誘致候補都市は東京とトルコのイスタンブール、スペインのマドリードの3都市で、1回目の投票でマドリードが脱落。東京とイスタンブールの決選投票の末、東京が60票、イスタンブールが36票、棄権1で、圧倒的票数を集めた東京が誘致を決めた。東京開催は1964年の第18回大会以来56年ぶり。開催決定の瞬間、関係者は歓喜の声を挙げた。

当初は、東京開催が有力視されていたのだけれど、イスタンブールとマドリードの猛烈な追い上げに加え、福島原発の汚染水問題が取沙汰され、一部には、召致できないのでは、という見方もあったのだけれど、見事に開催を決めた。
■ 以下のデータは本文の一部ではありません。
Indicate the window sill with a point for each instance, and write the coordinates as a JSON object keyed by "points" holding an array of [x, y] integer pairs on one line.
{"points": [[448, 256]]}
今回の誘致が決まった早朝から、各メディアがこぞって特番を組んで、取り上げているけれど、誘致に成功した理由として、国際オリンピック委員会委員の多くが東京の最終プレゼンをその一つに挙げている。

カナダのパウンド委員は「東京が1回目の投票で勝つとさえ思っていたから驚きはないが、大差にはびっくりした。…厳しい質問にも明確な英語で返していたし、あれほど感情に訴えた日本のプレゼンを見るのは初めてだった。勝利に値する」と述べている。

また、プレゼンでの安倍総理の演説も高く評価されており、ロイター通信は、「国家指導者のなめらかな演説は、IOCが懸念する福島原発問題の不安を解消するために行われた。日本は60対36でイスタンブールを大差で勝利したことから、演説はその目的にぴったりと合っていたようだ」としている。

福島原発問題について、安倍総理は演説の中で「福島について、お案じの向きには、私から保証をいたします。状況は、統御されています。東京には、いかなる悪影響にしろ、これまで及ぼしたことはなく、今後とも、及ぼすことはありません。」と明言。

質疑応答でノルウェーのハイベルク委員から「福島の問題が毎日報道されているが、東京に影響がないという根拠は」との質問に、「汚染水による影響は、福島第一原発の港湾内の0.3平方キロメールの範囲内で完全にブロックされている。福島の近海で行っているモニタリングの数値は最大でもWHO=世界保健機関の飲料水の水質ガイドラインの500分の1だ。また、わが国の食品や水の安全基準は世界で最も厳しいが、被ばく量は日本のどの地域でもその100分の1だ。健康問題については今までも現在も将来も全く問題ない」と、不安を払拭した。

 

ハイベルク委員はこの問題について、「風評が耳に入っており、誰かが聞かなくてはならなかった。首相は問題をきちんと理解し、答えは的確で、危険がないことが伝わった」と述べ、メディアセンターで見ていた外国の記者も、安倍総理が原発問題について説明したことを評価している。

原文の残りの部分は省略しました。